Obviously, bettors can fuse these two categories.
Live bets about how many interceptions a team will have in the fourth quarter alone can occur.
Live betting has grown in popularity in the US because it dramatically expands the number of bets that each contest can offer. Instead of a retail sportsbook’s straight bets, which could only be five wagers or so, a live betting system provides dozens of wagers on a single contest.
A sportsbook likes to offer as much action as it can since more wagers mean more opportunities to collect a portion of the bet, known as vigorish or vig.
However, players like live betting, too, because it allows taking advantage of developments during the game or hedge against their pregame bets.
The types of bets just discussed involve single, discreet wagers. Parlays, on the other hand, combine to form entire lineups of bets.
So, for instance, a player might want to bet on the outcome of three different games occurring on the same day. Rather than bet each one individually, he or she can choose to lump them together in a single parlay bet.
Each contest on a parlay is known as a leg.
The catch is that all the legs on the wager have to win for the bettor to get paid. Consequently, the house edge on parlay bets is far higher than on regular sports wagers.
However, the flip side of parlay betting — and the reason that a player might choose a parlay — is that the payout for a successful wager is much higher than a group of straight bets.
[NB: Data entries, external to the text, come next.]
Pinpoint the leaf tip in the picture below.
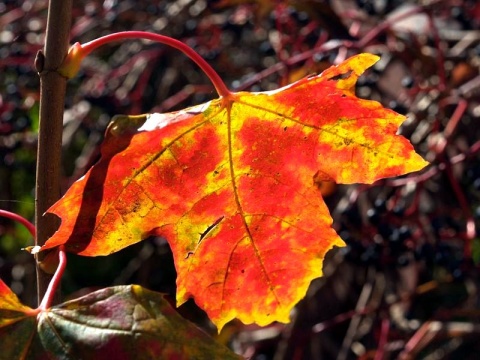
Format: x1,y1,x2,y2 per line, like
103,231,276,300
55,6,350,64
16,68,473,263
24,245,42,255
345,53,381,77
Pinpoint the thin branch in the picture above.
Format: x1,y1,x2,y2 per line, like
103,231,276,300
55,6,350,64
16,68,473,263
35,0,73,305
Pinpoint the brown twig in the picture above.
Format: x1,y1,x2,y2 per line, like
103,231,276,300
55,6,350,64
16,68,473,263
35,0,73,305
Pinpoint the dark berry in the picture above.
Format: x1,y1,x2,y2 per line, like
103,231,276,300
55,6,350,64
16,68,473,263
401,76,414,88
374,198,387,213
367,208,381,225
397,254,411,267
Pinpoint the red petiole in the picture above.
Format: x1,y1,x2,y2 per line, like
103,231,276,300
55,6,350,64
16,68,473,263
0,210,66,311
0,209,36,238
38,246,67,311
60,31,232,99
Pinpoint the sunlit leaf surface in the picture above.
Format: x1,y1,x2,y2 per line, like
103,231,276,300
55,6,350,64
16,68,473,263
43,54,428,329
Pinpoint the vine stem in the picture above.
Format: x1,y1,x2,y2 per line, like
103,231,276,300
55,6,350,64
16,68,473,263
0,216,66,313
0,209,36,238
66,31,232,99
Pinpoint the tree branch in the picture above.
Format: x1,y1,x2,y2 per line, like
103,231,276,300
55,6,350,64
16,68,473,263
35,0,73,305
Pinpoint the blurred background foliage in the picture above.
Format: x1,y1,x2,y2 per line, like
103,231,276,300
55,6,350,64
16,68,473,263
1,0,480,358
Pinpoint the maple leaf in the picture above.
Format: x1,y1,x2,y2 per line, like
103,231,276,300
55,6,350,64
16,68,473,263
0,280,240,359
42,54,428,330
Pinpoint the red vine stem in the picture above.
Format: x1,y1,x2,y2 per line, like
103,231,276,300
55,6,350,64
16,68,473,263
0,209,67,311
444,163,475,257
355,5,424,48
234,2,440,91
0,209,36,238
374,317,390,360
71,31,232,98
426,11,446,92
312,305,375,333
443,98,468,139
38,246,67,311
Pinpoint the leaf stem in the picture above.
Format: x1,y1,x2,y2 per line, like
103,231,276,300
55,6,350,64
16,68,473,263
38,246,66,311
0,209,36,238
66,31,232,98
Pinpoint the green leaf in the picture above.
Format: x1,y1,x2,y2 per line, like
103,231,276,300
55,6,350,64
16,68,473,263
0,282,241,359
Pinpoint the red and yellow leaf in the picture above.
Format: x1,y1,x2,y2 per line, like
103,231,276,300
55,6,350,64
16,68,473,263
42,54,428,330
0,278,37,358
0,283,240,359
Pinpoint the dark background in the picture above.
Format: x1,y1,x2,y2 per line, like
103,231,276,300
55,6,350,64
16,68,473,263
1,0,480,358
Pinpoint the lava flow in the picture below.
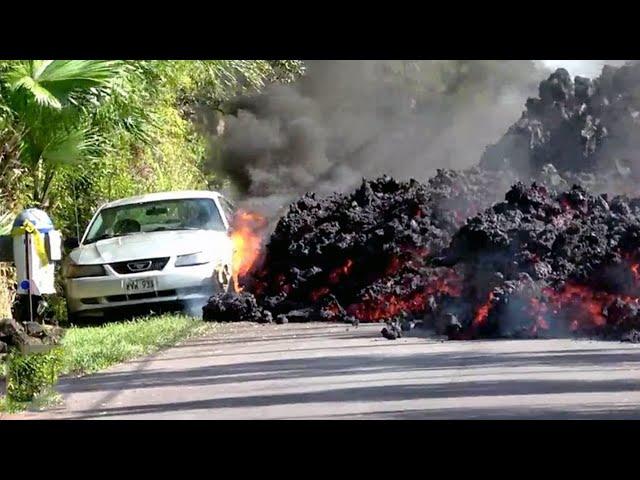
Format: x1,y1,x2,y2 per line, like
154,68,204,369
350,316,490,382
473,292,494,329
203,63,640,342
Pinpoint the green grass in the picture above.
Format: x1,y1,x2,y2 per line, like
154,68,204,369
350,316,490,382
60,314,213,376
0,387,63,414
1,314,214,412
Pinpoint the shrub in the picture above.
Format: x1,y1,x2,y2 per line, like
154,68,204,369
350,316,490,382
6,346,64,402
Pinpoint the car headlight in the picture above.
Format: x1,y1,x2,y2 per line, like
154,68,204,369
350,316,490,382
64,263,106,279
175,252,211,267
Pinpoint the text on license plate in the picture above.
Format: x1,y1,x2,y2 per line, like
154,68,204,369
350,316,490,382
124,278,156,293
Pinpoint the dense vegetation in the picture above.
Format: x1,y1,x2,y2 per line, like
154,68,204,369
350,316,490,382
0,60,305,316
0,60,305,234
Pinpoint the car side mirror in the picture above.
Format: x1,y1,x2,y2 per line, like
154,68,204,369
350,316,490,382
64,237,80,250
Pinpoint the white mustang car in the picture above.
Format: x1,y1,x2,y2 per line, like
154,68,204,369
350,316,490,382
62,190,237,323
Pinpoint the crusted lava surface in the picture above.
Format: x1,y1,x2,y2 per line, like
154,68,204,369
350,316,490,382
204,63,640,341
239,170,514,324
481,62,640,193
439,182,640,339
202,292,272,324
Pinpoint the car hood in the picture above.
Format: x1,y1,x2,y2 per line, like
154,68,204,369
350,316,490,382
69,230,233,265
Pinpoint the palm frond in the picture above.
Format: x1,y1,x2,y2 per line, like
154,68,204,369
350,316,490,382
4,60,123,110
38,60,123,98
41,127,101,167
6,62,62,109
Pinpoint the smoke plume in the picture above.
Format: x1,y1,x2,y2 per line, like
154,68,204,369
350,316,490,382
204,60,548,217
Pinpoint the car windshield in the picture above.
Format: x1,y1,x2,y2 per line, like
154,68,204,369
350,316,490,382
83,198,226,244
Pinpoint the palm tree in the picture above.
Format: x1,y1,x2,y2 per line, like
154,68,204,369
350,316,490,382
1,60,123,206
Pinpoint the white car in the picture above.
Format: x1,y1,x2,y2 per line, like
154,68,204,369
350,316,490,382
62,190,237,323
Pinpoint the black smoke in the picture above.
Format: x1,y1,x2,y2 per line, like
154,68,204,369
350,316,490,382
204,60,546,216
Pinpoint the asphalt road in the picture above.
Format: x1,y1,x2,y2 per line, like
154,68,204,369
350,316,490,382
7,322,640,419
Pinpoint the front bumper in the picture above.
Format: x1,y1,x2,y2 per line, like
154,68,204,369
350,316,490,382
64,260,224,318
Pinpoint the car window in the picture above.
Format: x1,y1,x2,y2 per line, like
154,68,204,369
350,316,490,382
84,198,226,243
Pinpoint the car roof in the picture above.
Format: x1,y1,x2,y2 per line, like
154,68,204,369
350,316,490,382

Depending on the odds of each leg, a winning parlay can payout at odds hundreds of times more than a typical sports bet.
So, despite their riskiness, parlays remain a popular option, especially for the casual sports bettor. A successful long-shot parlay could be worth life-changing money.
Teasers and pleasers
Teasers and pleasers are two variants of parlays that might pop up at a sportsbook from time to time.
Both could potentially make the wager more attractive to potential bettors, though for a variety of reasons.
A teaser is a parlay in which the sportsbook adjusts the overall spreads, lines or other betting measures in the player’s favor. So, a player’s selections in a teaser have a much better chance of success than a typical parlay.
However, players must pay a premium for this opportunity. The sportsbook will also adjust the payout for the successful teaser to be less than the payout of a parlay.
Conversely, a pleaser is a parlay in which the sportsbook adjusts the betting lines in its favor. A pleaser is much more challenging to win than a typical parlay.
However, as a counterpoint to teasers, pleasers will payout at a much higher rate than a typical parlay. So, a player might prefer a pleaser if he or she believes that the teams involved will still cover, and the player wants a higher payout amount.
Finally, a round robin is the next exponential step in sports betting from parlays. If a parlay is a collection of single wagers gathered into the same bet, a round robin is a collection of parlays gathered into the same bet.
Needless to say, it is challenging to win a round robin. There are far too many variables at work.
However, the beautiful thing about a round robin is the player does not have to win every part to win some of it. A single parlay in a round robin can lose, but the rest can stay intact.